NLP Road to Frozen Hands (5) - Chinese Emotional Classification (Based on BERT, supported by the Hugging Face library, code practice)


✅ NLP research 0 player's study notes



Previous article link: NLP Road to Frozen Hands (4) - the use of pipeline pipeline functions

● The code in this article has been carefully rewritten and encapsulated by the editor, and the necessary comments have been added to make it concise and clear, and it has been tested and found to be correct.


1. The required environment

python3.7+ required, pytorch1.10+ required

● The library used in this article is based on Hugging Face Transformer, the official website link: https://huggingface.co/docs/transformers/index [A very good open source website, which has done a lot of integration for the transformer framework, currently github 72.3k ⭐️]

● To install the Hugging Face Transformer library, you only need to enter pip install transformers[this is the pip installation method] in the terminal; if you are using it conda, enterconda install -c huggingface transformers

● In addition to installing the above configuration, this article also needs to install the dataset processing package datasetsnamed , just enter pip install datasets[this is the pip installation method] in the terminal; if you are using it conda, enterconda install -c huggingface -c conda-forge datasets



2. Model building

2.1 Project environment

● The packages to be used are as follows:

import torch
import torch.utils.data as Data
from transformers import BertModel
from datasets import load_from_disk
from transformers import BertTokenizer
from transformers import AdamW

● The project environment is as follows, sst_main.pythat is, the code file, my_modelthe pre-trained model, my_vocabthe dictionary file, save_dataand the data set:
insert image description here


2.2 Call the function main() as a whole

● When we run the whole program, it will be executed once main().

● Supplementary Note: cache_dir='./my_model'It means that we will download bert-base-chinesethe model to the local folder (named my_model). Among them Model, Datasetis a class, trainand testis a function, which will be discussed later. In addition, load_from_disk()the function is used to load the local dataset. For how to download the dataset locally, please refer to the blog NLP Road to Freezing Hands (2) - Download and various operations of text datasets (Datasets) .

def main():
    pretrained_model = BertModel.from_pretrained('bert-base-chinese', cache_dir='./my_model')  # 加载预训练模型
    model = Model(pretrained_model)  # 构建自己的模型
    # 如果有 gpu, 就用 gpu
    if torch.cuda.is_available():
        model.to(device)
    train_data = load_from_disk('./save_data')['train']  # 加载训练数据
    test_data = load_from_disk('./save_data')['test']  # 加载测试数据
    optimizer = AdamW(model.parameters(), lr=5e-4)  # 优化器
    criterion = torch.nn.CrossEntropyLoss()  # 损失函数
    epochs = 2  # 训练次数
    # 训练模型
    for i in range(epochs):
        print("--------------- >>>> epoch : {} <<<< -----------------".format(i))
        train(model, train_data, criterion, optimizer)
        test(model, test_data)

2.3 Overall model class Model()

● Supplementary note: We pretrained_modeldo not , but only use its trained parameters.
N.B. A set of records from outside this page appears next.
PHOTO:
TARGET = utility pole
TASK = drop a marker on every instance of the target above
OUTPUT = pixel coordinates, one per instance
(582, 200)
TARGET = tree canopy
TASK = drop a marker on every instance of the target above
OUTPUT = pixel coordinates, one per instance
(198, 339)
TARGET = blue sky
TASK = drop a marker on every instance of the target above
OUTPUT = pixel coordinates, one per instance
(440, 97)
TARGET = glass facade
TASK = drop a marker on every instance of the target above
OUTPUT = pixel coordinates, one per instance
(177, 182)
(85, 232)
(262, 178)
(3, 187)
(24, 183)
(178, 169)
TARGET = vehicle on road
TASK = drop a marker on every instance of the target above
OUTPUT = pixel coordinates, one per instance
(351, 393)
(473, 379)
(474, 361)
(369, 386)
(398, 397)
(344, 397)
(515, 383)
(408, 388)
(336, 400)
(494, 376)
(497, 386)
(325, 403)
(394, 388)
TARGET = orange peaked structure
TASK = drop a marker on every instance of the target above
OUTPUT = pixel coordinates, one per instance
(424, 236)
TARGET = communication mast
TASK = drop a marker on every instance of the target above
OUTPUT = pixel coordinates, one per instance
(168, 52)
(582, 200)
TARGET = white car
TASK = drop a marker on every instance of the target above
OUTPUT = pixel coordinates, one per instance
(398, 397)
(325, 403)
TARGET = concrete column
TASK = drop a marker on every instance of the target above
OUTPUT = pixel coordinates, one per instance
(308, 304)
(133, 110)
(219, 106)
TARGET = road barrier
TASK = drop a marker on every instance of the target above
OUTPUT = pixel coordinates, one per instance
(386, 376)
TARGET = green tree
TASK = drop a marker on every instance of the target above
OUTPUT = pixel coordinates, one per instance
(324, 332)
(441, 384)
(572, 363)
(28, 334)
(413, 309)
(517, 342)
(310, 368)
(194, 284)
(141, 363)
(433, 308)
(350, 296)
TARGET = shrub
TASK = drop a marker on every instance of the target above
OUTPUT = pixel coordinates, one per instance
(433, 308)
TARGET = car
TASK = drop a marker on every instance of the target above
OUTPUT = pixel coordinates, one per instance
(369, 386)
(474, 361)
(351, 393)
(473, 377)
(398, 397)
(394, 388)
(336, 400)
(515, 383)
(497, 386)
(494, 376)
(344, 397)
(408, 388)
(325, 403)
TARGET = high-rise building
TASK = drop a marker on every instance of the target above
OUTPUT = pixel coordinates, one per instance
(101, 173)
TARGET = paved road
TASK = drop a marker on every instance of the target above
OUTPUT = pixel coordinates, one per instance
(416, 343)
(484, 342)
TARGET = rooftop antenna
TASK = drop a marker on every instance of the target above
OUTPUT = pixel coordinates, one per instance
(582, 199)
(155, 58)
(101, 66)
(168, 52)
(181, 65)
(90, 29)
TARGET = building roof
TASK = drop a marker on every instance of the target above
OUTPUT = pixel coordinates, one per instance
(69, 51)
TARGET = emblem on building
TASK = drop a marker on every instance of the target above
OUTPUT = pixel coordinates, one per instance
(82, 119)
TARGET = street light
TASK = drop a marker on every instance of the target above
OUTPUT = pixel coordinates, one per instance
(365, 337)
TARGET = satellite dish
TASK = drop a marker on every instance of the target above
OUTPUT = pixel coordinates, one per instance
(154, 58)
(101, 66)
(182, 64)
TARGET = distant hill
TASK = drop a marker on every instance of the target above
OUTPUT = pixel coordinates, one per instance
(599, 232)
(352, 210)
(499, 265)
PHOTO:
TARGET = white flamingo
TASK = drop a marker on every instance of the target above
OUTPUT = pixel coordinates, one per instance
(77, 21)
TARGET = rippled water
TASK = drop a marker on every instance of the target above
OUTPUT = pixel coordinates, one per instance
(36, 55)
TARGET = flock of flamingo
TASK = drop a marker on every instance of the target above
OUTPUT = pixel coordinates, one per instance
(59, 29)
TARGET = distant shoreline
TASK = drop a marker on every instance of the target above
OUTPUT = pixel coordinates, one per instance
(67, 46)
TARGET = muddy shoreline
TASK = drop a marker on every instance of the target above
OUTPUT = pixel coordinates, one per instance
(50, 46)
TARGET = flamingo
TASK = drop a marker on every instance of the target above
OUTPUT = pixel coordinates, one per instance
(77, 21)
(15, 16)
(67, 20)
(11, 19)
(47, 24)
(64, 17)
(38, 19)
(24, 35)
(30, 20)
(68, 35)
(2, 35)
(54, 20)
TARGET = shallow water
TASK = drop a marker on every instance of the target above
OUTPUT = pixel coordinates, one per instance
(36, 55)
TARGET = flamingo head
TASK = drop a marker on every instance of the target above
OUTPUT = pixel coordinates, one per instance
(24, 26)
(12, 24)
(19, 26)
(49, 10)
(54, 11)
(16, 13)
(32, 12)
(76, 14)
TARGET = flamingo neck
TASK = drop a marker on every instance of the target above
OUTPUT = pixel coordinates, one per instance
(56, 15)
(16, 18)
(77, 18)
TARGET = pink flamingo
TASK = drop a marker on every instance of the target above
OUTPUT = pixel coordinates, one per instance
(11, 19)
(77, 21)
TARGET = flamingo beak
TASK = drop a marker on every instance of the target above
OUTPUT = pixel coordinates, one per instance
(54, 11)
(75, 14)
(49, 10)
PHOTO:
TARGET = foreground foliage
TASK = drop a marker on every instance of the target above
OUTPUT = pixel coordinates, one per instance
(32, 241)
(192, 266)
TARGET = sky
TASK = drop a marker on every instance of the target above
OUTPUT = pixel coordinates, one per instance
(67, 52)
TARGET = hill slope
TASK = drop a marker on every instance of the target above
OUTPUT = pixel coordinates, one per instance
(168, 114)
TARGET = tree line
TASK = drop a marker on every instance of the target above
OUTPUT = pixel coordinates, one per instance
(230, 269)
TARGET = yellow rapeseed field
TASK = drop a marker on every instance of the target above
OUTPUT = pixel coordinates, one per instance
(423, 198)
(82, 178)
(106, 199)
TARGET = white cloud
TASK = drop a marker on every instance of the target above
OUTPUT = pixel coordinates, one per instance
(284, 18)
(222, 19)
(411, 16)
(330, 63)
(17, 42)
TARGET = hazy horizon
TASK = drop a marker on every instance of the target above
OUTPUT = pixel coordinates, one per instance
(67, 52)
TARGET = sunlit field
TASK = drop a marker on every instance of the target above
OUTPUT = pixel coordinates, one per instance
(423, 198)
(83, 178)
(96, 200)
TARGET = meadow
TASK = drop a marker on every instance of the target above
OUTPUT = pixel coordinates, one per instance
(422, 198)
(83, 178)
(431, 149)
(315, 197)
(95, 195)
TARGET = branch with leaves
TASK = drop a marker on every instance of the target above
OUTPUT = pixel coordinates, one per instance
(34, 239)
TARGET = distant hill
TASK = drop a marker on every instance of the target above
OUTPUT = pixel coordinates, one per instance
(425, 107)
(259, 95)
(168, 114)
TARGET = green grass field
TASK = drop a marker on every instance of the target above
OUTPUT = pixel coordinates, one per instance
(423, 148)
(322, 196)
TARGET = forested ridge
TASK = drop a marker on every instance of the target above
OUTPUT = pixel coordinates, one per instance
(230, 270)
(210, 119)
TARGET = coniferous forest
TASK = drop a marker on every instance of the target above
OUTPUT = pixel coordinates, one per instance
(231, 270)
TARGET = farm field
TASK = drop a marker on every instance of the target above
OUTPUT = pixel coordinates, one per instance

Note that torch.nn.Linear(768, 2)in 768is the dimension of word embedding, 2which is a binary classification of emotion, positive or negative. In addition, self.fc(output[0][:, 0])the [:, 0]in refers to taking the feature of[CLS] at the beginning of a sentence. Why do you want to do this? It goes back to the principle of BERT.embedding

# 定义下游任务模型
class Model(torch.nn.Module):
    def __init__(self, pretrained_model):
        super().__init__()
        self.pretrain_model = pretrained_model
        self.fc = torch.nn.Linear(768, 2)

    def forward(self, input_ids, attention_mask, token_type_ids):
        with torch.no_grad():  # 上游的模型不进行梯度更新
            output = self.pretrain_model(input_ids=input_ids,  # input_ids: 编码之后的数字(即token)
                                         attention_mask=attention_mask,  # attention_mask: 其中 pad 的位置是 0 , 其他位置是 1
                                         # token_type_ids: 第一个句子和特殊符号的位置是 0 , 第二个句子的位置是 1
                                         token_type_ids=token_type_ids)
        output = self.fc(output[0][:, 0])  # 取出每个 batch 的第一列作为 CLS, 即 (16, 786)
        output = output.softmax(dim=1)  # 通过 softmax 函数, 并使其在 1 的维度上进行缩放,使元素位于[0,1] 范围内,总和为 1
        return output

2.4 Training function train()

● When we want to train a round, we call it once train().

● Supplementary note: Data.DataLoaderin collate_fnis a lambda function, its function is to combine samples into a list to form a mini-batch, loader_trainwhich will be used automatically when batch loading is used. About this lambda function, we will talk about it later. In addition, every time an extraction enumerate(loader_train)is made , batch_sizethe data of a will be fetched.

def train(model, dataset, criterion, optimizer):
    loader_train = Data.DataLoader(dataset=dataset,
                                   batch_size=32,
                                   collate_fn=collate_fn,
                                   shuffle=True,  # 顺序打乱
                                   drop_last=True)  # 设置为'True'时,如果数据集大小不能被批处理大小整除,则删除最后一个不完整的批次
    model.train()
    total_acc_num = 0
    train_num = 0
    for i, (input_ids, attention_mask, token_type_ids, labels) in enumerate(loader_train):
        output = model(input_ids=input_ids,  # input_ids: 编码之后的数字(即token)
                       attention_mask=attention_mask,  # attention_mask: 其中 pad 的位置是 0 , 其他位置是 1
                       token_type_ids=token_type_ids)  # token_type_ids: 第一个句子和特殊符号的位置是 0 , 第二个句子
        # 计算 loss, 反向传播, 梯度清零
        loss = criterion(output, labels)
        loss.backward()
        optimizer.step()
        optimizer.zero_grad()
        # 算 acc
        output = output.argmax(dim=1)  # 取出所有在维度 1 上的最大值的下标
        accuracy_num = (output == labels).sum().item()
        total_acc_num += accuracy_num
        train_num += loader_train.batch_size
        if i % 50 == 0:
            print("train_schedule: [{}/{}] train_loss: {} train_acc: {}".format(i, len(loader_train),
                                                                                loss.item(), total_acc_num / train_num))
    print("total train_acc: {}".format(total_acc_num / train_num))

2.5 Test function test()

● Not when we are going to finish a round of training, we usually have to test it test().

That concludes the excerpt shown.